A large percentage of AI projects are abandoned before reaching full deployment, with failure rates consistently reported between 42% and 95% depending on the context and definition. The most reliable recent figures suggest that 42% of companies scrapped most of their AI initiatives in 2025, while on average, 46% of AI proof-of-concepts are abandoned before reaching production. For generative AI projects, failure rates may be even higher, sometimes reported at 95%.
Key AI Project Abandonment Statistics
General AI Projects: 42% of companies abandoned most AI initiatives in 2025—up from 17% in 2024.
Proof of Concepts: 46% of AI proof-of-concepts (POCs) are typically abandoned before production.
Enterprise Scale: 70–90% of enterprise AI initiatives fail to scale into recurring operations.

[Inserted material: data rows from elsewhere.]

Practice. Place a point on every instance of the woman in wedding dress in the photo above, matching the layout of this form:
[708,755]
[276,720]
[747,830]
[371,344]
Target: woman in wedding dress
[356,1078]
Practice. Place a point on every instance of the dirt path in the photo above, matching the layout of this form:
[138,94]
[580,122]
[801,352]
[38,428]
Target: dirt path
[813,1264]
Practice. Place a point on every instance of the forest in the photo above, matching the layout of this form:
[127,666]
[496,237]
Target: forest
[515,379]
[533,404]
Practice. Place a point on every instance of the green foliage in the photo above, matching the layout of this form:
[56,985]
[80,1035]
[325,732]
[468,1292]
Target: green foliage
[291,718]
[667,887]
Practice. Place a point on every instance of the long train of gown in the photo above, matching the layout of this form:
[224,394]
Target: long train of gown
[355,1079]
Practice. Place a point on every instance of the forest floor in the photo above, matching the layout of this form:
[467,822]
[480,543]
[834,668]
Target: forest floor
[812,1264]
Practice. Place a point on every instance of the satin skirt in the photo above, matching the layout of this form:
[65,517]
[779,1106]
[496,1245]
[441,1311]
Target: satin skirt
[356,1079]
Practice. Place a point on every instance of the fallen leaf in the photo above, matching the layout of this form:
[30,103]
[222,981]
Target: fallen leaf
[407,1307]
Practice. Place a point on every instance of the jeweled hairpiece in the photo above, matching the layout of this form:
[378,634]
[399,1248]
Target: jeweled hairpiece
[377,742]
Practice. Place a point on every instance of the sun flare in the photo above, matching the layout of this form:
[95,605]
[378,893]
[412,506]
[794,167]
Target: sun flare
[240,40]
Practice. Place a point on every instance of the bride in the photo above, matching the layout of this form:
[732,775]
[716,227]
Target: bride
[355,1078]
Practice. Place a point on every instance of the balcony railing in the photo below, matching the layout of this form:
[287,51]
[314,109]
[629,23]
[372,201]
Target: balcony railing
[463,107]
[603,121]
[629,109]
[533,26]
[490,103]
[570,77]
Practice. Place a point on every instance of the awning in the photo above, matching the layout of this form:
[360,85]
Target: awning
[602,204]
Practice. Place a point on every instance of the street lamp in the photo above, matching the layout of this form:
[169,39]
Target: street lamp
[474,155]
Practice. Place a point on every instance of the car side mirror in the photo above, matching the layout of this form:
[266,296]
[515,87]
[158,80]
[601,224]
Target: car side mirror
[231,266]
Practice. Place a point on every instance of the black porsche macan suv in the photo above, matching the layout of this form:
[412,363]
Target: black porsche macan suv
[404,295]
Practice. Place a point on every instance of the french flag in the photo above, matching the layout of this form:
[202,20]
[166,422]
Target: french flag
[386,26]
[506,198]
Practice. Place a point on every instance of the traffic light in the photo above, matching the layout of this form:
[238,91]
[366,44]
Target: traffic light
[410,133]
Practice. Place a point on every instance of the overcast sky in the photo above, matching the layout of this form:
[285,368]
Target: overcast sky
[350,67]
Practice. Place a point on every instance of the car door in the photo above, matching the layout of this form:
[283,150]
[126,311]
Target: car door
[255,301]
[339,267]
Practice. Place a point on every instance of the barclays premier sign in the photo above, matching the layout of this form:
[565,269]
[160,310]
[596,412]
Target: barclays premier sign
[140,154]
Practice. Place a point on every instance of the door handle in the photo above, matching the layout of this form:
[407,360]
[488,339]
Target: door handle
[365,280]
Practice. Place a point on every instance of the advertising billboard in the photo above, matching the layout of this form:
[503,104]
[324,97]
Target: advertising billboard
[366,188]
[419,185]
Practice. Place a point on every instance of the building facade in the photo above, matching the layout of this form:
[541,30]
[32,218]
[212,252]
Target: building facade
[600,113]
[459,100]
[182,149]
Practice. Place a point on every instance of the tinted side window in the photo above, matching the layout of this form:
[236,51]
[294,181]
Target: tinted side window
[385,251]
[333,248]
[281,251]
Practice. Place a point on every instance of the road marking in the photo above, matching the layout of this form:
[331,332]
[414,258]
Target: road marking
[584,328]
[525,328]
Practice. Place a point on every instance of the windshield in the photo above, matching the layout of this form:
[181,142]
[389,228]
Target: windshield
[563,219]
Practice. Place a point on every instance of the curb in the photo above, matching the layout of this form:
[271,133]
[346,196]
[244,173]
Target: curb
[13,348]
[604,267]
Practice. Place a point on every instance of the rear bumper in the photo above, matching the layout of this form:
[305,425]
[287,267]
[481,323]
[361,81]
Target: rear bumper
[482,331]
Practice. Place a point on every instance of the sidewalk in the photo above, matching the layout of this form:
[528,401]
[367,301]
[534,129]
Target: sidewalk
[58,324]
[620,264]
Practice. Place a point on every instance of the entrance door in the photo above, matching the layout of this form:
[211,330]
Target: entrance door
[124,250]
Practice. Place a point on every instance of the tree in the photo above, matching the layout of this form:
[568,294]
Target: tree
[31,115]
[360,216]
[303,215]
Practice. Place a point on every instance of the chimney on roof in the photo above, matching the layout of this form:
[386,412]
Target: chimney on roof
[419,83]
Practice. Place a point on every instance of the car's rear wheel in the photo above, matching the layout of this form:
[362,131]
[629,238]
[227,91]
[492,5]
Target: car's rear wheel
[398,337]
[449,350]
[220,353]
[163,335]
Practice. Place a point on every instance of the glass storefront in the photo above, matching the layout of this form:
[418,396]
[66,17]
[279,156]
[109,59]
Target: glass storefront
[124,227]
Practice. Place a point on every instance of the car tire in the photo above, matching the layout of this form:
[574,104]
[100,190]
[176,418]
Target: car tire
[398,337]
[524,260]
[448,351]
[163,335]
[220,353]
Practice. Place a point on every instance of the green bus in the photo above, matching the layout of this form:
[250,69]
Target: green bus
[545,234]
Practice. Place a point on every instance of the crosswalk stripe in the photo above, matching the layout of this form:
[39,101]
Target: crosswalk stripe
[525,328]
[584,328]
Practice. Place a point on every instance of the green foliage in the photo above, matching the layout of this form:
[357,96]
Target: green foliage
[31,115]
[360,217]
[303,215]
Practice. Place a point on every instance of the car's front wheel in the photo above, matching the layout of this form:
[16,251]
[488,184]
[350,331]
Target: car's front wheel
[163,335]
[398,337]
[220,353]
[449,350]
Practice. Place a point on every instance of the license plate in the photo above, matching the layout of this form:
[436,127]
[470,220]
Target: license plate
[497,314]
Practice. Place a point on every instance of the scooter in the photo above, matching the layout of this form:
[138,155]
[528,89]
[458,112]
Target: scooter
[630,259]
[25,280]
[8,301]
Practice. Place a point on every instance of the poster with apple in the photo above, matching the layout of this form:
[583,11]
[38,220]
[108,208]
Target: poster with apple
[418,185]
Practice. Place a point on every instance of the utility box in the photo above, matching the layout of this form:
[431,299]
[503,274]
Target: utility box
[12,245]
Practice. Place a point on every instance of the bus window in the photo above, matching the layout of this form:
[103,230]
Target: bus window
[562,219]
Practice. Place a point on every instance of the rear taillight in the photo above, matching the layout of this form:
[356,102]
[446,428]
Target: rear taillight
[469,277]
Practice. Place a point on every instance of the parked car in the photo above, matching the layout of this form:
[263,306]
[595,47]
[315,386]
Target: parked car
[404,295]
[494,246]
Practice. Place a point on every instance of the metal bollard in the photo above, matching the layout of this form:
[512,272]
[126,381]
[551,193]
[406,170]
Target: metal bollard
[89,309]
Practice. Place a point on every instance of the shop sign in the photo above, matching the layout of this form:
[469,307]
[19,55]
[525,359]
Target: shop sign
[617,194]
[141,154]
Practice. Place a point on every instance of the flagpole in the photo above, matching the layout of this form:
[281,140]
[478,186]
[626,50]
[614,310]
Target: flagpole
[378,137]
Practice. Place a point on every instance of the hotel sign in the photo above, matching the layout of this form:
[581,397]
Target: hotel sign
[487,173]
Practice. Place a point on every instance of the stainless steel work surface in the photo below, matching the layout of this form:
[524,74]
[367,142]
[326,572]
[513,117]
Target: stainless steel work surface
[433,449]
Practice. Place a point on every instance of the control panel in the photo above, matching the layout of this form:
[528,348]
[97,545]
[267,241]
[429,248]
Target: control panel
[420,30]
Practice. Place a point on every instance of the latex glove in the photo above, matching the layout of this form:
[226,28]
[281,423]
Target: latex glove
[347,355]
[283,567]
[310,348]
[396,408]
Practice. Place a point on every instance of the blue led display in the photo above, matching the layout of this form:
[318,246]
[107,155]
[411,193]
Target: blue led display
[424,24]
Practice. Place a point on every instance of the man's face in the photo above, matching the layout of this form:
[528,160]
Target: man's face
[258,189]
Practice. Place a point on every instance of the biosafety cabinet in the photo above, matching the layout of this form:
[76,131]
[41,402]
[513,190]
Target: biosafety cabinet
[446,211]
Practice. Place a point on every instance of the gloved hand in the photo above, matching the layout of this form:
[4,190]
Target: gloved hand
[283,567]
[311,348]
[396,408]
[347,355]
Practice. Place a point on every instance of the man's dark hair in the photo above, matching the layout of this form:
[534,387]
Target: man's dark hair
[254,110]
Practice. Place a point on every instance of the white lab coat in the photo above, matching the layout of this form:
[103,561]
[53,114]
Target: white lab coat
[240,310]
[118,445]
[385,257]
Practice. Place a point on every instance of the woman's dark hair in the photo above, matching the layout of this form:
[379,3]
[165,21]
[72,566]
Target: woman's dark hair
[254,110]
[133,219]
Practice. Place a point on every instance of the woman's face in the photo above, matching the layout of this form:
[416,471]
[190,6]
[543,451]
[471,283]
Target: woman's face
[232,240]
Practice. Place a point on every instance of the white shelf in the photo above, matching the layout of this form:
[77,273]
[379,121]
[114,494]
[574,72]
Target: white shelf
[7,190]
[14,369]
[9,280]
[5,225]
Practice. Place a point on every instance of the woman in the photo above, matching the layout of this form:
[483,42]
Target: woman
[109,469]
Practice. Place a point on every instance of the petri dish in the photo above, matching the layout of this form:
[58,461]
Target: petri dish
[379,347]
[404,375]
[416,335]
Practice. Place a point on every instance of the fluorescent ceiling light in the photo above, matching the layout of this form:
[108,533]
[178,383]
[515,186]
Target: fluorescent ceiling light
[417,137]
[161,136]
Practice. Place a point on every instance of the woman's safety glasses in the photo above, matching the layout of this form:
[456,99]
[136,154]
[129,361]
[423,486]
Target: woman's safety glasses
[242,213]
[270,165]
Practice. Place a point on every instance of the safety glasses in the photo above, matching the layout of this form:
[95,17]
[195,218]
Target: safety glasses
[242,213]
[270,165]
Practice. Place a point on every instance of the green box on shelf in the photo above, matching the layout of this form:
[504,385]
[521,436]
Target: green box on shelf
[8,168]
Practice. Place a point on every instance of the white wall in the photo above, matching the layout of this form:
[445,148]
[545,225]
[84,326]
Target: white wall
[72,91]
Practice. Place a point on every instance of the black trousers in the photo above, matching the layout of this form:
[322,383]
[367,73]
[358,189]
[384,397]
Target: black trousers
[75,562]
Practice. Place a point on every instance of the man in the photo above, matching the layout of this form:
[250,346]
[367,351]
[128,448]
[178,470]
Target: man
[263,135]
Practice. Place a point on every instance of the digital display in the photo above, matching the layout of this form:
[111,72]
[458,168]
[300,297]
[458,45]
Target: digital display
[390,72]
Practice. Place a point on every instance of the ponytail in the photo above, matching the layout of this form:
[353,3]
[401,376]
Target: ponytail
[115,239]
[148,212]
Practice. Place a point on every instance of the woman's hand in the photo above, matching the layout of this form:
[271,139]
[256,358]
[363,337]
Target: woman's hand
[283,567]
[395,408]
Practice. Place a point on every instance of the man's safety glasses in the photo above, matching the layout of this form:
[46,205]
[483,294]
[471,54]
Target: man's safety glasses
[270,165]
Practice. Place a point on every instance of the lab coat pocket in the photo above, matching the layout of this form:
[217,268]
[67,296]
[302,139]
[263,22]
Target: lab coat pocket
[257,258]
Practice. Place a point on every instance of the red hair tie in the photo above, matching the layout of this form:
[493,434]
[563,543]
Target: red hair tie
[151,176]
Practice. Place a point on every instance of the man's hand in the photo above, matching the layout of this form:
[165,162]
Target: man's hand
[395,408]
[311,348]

Generative AI: Up to 95% of business attempts to integrate generative AI reportedly fail.
Is AI in a bubble?
Many experts, data, and market leaders believe the current state of artificial intelligence resembles a classic investment bubble, although there is debate about whether it will crash or evolve into lasting transformation. Extreme valuations, massive venture capital inflows, hype-driven investment behavior, and a high rate of abandoned projects all display warning signs reminiscent of the dot-com bubble era.
Evidence AI Is in a Bubble
Major economists and tech CEOs (including Sam Altman of OpenAI) openly say the sector is exhibiting bubble-like traits: funding surpassing fundamentals, valuations detached from business results, and FOMO driving reckless investment.
MIT studies show 95% of generative AI business integrations fail, with only a handful of projects delivering meaningful ROI.
Hundreds of AI startups achieve “unicorn” status ($1 billion+) despite having no mature products or profits.
AI company stock prices now trade at higher price-to-earnings ratios than during the dot-com bubble, said to be “even more unrealistic” than in 2000.
Investors poured record-breaking sums into AI startups in 2025, often for companies with limited operational history.
The evidence strongly supports labeling the AI sector as a bubble in 2025, with many similarities to previous tech bubbles—though the ultimate impact will depend on how the industry adapts and matures.